Schiller wird beweisen wollen, daß es nicht nur ein Schicksal gibt, das man erleidet, sondern auch eines, das man selbst ist. Es konnte ihm nicht entgehen, daß die eigene Schicksalsmächtigkeit anziehend und ansteckend wirkt. Daher seine Begabung für die Freundschaft, daher sein Charisma. Sogar Goethe ließ sich von Schillers Enthusiasmus mitreißen. Schließlich hat Schiller eine ganze Epoche in Schwung gebracht. Diese Beschwingtheit und was daraus wurde, besonders auf dem Felde der Philosophie, hat man später "Deutscher Idealismus" genannt, und Beethoven hat sie in Töne gesetzt: Freude, schöner Götterfunken ... (I, 133).

Zu schildern ist, wie Schiller an sich selbst gearbeitet hat, ein Leben als Drama und Inszenierung. Als er berühmt war, wurde er zur öffentlichen Seele. Seine Krisen, Umwandlungen und Verwandlungen geschahen vor den Augen eines Publikums, das bewundernd und staunend diesem Lebenstheater zusah. Goethe hat später die Proteus-Natur seines Freundes geradezu verklärt: "Er war ein wunderlicher großer Mensch. Alle acht Tage war er ein anderer und ein vollendeterer".

Schillers Werke sind die Spielformen dieser Lebensarbeit. Er hielt sich an den von ihm formulierten Grundsatz: der Mensch ist ... nur da ganz Mensch, wo er spielt (V, 618). Das Spiel der Kunst ist die Epiphanie der Freiheit. Wie Nietzsche hätte auch Schiller sagen können: wir haben die Kunst, damit wir am Leben nicht zugrunde gehen.

Aus der Perspektive Schillers gewinnt der Idealismus wieder Glanz. Idealismus - daran ist nichts Veraltetes, wenn man ihn so versteht, wie ihn Schiller verstanden hat: der Freiheit eine Gasse; der Geist, der sich den Körper baut. So war Schiller auch ein großer Anreger der Philosophie am Ende des 18. Jahrhunderts. Er ist maßgeblich beteiligt an den epochalen philosophischen Ereignissen zwischen Kant und Hegel. Es wird davon zu erzählen sein, wie Schiller mitwirkte bei der Erfindung des Deutschen Idealismus; wie er zusammen mit Goethe zum Zentralgestirn des deutschen Geisteslebens werden konnte. Schiller - ein Kraftwerk der Anregungen auch für seine Gegner. Die Romantiker haben die Abgrenzung von ihm gebraucht, um sich selbst zu finden.

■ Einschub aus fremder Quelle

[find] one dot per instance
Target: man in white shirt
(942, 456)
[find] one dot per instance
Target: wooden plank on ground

Indem sie von ihm loskommen wollen, werden sie ihn nicht los.

So kommt es zur großen Oper des Geistes: in einem historischen Augenblick beispielloser schöpferischer Dichte stehen sie alle auf derselben Bühne, Goethe, Herder, Wieland, Moritz, Novalis, Hölderlin, Schelling, die Schlegels, Fichte, Hegel, Tieck - in ihrer Mitte Schiller, der Meister des Glasperlenspiels.

Schiller hat Epoche gemacht und deshalb gelangt man auf seiner Spur in die Biographie der Epoche von Klassik und Romantik. Im Hintergrund das politische Drama, das mit der Französischen Revolution beginnt.

Die Deutschen, sagte Heinrich Heine einmal, hätten nur im "Luftreich des Traumes" ihre Revolution gemacht.

Vielleicht war der Idealismus ein Traum. Und die wirkliche Revolution? Vielleicht war sie ein schlechter Traum. Schiller, als er mit fünf Jahren Verspätung 1798 das Diplom der französischen Ehrenbürgerschaft in die Hände bekam mit den Unterschriften von Danton und all den anderen, die schon längst enthauptet waren, verständigte sich mit Goethe auf die Formel, man habe ihm ein Bürgerrecht zugesandt "aus dem Reiche der Toten" (3. März 1798).

Mit Schiller gelangt man in das andere Schattenreich der Vergangenheit: in das unvergeßliche goldene Zeitalter des deutschen Geistes. Es sind Wunderjahre, die einem helfen, den Sinn für die wirklich wichtigen, für die geistvollen Dinge des Lebens zu bewahren.


(Aus "Friedrich Schiller oder Die Erfindung des Deutschen Idealismus " von Rüdiger Safranski.)